Since my days as a doctoral student, the field of literacy and literacy education has expanded significantly. In fact, until recently, referring to literacy as a field or a discipline was not commonplace. Today, however, literacy studies—under a variety of names—can be found at most major universities across the United States. Accompanying this ongoing expansion of the domain of literacy—as well as promoting it—has been an evolution of our understanding of literacy itself. I entered graduate school when cognition was all the rage, having recently supplanted or at least overshadowed the linguistic revolution for those of us with an interest in text processing. Since leaving graduate school as a student and returning as a faculty member, literacy has continued to evolve from a language process to an act of cognition, and currently, to a sociocultural expression. What has been lacking in this evolutionary process, however, is a synthesis of what we know—or at least what we think we know—literacy to be. Too often, each new view of literacy has replaced rather than extended and reformulated prior views. Conceptualizing literacy in a more harmonic and holistic manner, therefore, is the primary goal of this book.

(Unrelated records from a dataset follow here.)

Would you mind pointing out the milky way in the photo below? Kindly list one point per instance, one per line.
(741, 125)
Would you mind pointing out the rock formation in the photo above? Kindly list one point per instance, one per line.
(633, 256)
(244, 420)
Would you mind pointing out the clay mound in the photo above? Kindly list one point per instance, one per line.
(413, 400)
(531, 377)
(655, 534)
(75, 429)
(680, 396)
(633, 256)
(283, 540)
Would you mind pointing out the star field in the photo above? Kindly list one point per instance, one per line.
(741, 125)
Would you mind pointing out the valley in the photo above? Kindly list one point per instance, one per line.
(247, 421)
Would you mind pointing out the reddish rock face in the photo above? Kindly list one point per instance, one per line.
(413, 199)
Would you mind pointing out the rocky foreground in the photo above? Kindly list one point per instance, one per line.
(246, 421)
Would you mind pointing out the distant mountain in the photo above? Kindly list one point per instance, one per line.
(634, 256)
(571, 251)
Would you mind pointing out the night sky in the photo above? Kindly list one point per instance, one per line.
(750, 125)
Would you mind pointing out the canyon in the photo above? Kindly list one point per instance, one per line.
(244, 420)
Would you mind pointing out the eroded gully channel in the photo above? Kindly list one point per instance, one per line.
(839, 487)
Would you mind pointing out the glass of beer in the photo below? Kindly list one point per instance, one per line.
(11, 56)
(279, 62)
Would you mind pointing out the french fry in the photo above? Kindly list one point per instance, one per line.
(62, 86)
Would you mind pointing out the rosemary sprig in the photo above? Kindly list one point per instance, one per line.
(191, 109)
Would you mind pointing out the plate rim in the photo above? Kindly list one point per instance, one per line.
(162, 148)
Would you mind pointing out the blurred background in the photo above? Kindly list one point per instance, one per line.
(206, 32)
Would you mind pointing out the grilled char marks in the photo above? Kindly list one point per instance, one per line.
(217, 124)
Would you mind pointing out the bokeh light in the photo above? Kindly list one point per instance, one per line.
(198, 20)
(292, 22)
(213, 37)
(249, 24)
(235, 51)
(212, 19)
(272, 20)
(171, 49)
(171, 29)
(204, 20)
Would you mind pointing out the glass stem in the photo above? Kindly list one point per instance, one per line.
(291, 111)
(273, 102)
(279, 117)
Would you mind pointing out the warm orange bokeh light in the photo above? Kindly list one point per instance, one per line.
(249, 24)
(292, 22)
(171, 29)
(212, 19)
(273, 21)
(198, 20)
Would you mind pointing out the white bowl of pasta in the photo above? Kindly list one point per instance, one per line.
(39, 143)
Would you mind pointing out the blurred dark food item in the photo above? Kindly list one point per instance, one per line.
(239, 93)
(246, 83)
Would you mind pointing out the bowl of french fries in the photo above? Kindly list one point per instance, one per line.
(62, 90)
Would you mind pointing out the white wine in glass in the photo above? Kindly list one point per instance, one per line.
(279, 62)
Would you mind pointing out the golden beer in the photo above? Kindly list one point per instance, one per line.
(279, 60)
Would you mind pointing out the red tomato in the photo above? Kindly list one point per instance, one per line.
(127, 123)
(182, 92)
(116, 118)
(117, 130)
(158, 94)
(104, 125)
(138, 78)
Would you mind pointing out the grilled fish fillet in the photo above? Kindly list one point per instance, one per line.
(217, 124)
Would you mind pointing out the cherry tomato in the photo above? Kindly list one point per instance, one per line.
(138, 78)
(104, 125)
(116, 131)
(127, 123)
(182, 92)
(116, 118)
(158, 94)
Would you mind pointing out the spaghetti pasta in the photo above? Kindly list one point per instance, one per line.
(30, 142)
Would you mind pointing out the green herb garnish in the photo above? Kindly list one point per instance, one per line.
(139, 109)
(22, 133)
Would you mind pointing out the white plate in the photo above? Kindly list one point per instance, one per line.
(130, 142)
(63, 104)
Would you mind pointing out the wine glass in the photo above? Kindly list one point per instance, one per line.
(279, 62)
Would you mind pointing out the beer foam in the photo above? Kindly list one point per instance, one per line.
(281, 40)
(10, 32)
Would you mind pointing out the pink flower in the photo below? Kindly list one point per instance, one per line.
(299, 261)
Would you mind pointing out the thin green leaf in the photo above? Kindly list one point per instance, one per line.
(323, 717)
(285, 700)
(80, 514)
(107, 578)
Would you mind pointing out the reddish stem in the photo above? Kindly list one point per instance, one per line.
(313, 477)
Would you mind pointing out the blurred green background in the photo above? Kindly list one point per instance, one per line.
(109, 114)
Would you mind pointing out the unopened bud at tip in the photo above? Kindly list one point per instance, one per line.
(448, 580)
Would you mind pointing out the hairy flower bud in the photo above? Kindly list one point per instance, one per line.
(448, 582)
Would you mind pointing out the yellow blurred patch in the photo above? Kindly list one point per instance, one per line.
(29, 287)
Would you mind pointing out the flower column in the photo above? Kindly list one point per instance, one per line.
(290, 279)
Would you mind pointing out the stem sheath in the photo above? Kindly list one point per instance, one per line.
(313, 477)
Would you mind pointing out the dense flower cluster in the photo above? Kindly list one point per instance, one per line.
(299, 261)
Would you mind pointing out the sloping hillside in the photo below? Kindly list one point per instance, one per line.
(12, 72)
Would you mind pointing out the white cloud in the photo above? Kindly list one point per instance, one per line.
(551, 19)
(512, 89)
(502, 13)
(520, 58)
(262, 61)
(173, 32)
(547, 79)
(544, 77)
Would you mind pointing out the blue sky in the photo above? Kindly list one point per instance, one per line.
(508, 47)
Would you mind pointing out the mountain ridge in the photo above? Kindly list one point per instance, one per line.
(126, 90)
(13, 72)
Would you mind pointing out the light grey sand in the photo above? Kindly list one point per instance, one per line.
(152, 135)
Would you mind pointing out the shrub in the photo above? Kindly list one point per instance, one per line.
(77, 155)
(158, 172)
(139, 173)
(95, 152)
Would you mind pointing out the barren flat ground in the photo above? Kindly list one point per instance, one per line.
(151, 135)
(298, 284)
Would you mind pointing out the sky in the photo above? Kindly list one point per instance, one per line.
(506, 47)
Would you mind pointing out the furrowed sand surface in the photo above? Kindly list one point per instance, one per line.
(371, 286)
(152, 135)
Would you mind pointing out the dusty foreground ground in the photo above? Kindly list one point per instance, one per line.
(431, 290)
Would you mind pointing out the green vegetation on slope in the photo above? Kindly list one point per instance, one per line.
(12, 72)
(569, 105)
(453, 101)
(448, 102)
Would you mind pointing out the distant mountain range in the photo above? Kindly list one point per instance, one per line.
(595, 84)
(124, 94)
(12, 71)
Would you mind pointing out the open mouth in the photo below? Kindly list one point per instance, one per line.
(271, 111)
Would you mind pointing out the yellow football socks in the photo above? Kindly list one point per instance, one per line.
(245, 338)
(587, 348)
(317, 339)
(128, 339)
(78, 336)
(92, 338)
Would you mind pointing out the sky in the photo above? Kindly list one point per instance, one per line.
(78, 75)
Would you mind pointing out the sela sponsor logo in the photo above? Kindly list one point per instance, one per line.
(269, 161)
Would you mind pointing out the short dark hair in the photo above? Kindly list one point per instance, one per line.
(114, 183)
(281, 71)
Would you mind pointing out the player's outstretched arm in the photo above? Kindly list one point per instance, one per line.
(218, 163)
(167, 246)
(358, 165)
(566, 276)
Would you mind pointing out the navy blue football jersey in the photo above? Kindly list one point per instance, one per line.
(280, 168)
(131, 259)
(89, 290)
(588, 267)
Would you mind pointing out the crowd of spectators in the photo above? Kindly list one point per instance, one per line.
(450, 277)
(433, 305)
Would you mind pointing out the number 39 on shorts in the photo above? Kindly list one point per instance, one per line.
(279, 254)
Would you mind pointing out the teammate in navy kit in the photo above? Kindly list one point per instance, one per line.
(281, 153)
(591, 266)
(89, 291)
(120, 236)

Paradoxically, although this book highlights theory and research more than practice, teachers and teacher educators are its primary audience. Never in my lifetime have educational institutions, and teachers in particular, come under such scrutiny by the public. In many respects the standards movement, high-stakes testing, and leaving no children behind are holding classrooms hostage, determining what is taught, when it is taught, and how it is taught. If teachers of literacy are to have a voice in these policies, it is critical that they have an understanding of what literacy entails. Although politicians may understand literacy in reduced ways, teachers have an intuitive sense of the complexities of the literacy processes because they work with students who are reading and writing on a daily basis. This book attempts to make this teacher knowledge explicit and to more fully develop it.

The book is organized around four interrelated themes: linguistic, cognitive, sociocultural, and developmental. Each theme represents an aspect or dimension . . .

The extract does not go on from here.